Pasó más de un año desde que publiqué la última entrada.
Hace mucho tiempo no escribo, nunca escribí bien, pero hago
el intento. Me duelen los dedos al teclear en la computadora, en el iPod suena
Joan Manuel Serrat con De Cartón Piedra, estoy sentado en la cafetería de la
universidad y de reojo observo al invisible mundo girar alrededor mío mientras tomo
un sorbo de café caliente que quema mi paladar y hace que esboce un silencioso
gemido austero mientras me sonrojo de vergüenza y calor.
(…)
Como dijo el Che en su discurso en el Leprosario San Pablo
de Iquitos mientras recorría toda América del Sur con su amigo Alberto Granado
en una moto apodada “La Poderosa”:
"Yo, no soy yo; por lo menos no soy el mismo yo interior. [...] Difícilmente conocerán otra verdad que la que les cuento aquí. Los dejo ahora conmigo mismo; el que fui..."
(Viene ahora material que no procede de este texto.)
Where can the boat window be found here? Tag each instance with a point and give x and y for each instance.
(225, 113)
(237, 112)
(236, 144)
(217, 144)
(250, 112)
"Yo, no soy yo; por lo menos no soy el mismo yo interior. [...] Difícilmente conocerán otra verdad que la que les cuento aquí. Los dejo ahora conmigo mismo; el que fui..."
Y es verdad, no soy el mismo de hace un año. Muchas cosas
cambiaron y no hablo de mi situación sentimental.
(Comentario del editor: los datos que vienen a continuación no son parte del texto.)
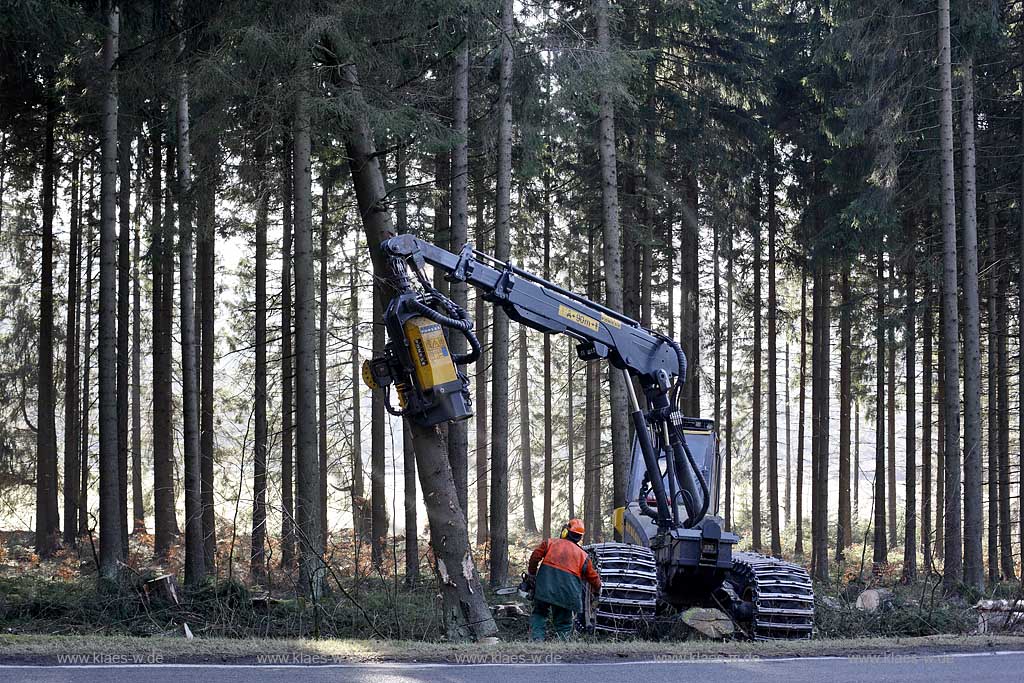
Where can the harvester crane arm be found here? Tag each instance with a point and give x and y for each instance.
(432, 390)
Muchas cosas pasaron y debido a eso mi comportamiento y
forma de pensar han cambiado, en algunos aspectos de manera notable y
contundente.
Cambiaron debido a ciertos actos, sucesos y demás
situaciones en las que mi forma de actuar y pensar no era la correcta. Muchas
personas aparecieron y desaparecieron, pero sobre todo, una persona que apareció
está más pegada a mí que hace un año atrás.
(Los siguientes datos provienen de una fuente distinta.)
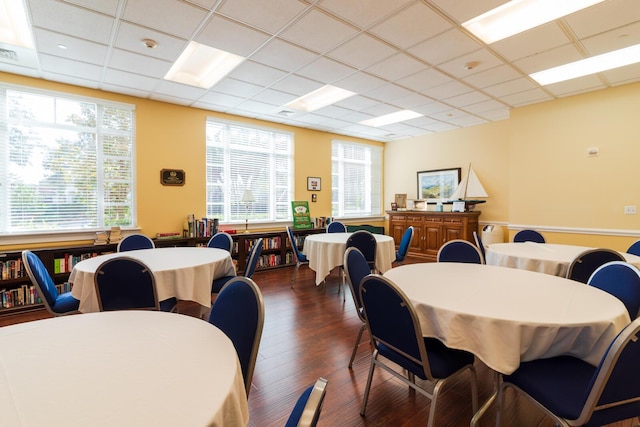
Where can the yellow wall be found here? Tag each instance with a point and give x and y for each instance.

Espero escribir y publicar de manera más continua. No soy
Bayly, muchos menos Neruda.
(…)
El café casi se enfrió y en el iPod ahora suena Diego Cigala
con Vete de Mí, acabo de pedir una San Mateo muy helada y nada, me provocó un
cigarro.
Hasta pronto, hasta nunca, hasta quién sabe cuándo.
Con cariño,
Yo, Diego, el mismo imbécil de siempre.